Exhibits at New York City museums celebrate LGBTQ artists & life in the city

Exhibits at NYC museums celebrate LGBTQ artists & life in the city

NEW YORK -- A pair of museum exhibits in New York City celebrates Pride.

Taken together, these two LGBTQ-themed art shows take visitors from the first decade of the 1900s right up to current times.

LGBTQ experiences are prominent in two exhibits at two New York-focused museums. One explores LGBTQ lives past, while the other stays in the present.

At the New York Historical Society museum is a J. C. Leyendecker retrospective. Some of his illustrations from the early 1900s are described by art scholars as having a gay aesthetic.

The exhibit also features video clips from the early 1930s of LGBTQ film characters and New York neighborhoods, including Harlem, where the culture appeared to thrive in the same period.

Another museum brings the conversation forward to current times.  

"New York Now: Home" at the Museum of the City of New York explores what home means to New Yorkers.

"I identify as a queer artist," said 22-year-old Laila Annmarie Stevens.

Stevens focuses on LGBTQ subjects under age 25.

"Home is with each other," Stevens said. "These are everyday, intimate moments that couples share regardless of gender. Regardless of their sexual identity, as well."

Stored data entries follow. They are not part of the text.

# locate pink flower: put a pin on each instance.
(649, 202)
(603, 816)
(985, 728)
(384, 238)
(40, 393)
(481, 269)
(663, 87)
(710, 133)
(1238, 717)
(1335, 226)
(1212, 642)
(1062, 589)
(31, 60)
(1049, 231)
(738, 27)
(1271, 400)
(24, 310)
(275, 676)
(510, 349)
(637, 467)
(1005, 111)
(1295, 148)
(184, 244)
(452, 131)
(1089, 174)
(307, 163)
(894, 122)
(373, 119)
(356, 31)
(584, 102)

Back at the Historical Society museum, a display focuses on celebrated opera singer Anthony Roth Costanzo. He sang live on the Pride float for Met Opera in 2019 and will do it again at Pride this Sunday.

"The voice is an incredible primal expression of who we are," Costanzo said.

For him, Pride is also about celebrating progress, including a personal triumph -- surviving and thriving after cancer. 

"When I was 26 years old ... I found out I had thyroid cancer. But to come back from that and then to sing at the Met after that has felt like such an affirmation," Costanzo said.

He says the world of opera is expanding to include more and more LGBTQ storylines.

An open book is how the artists describe their lives, both now revealed in museum spotlights.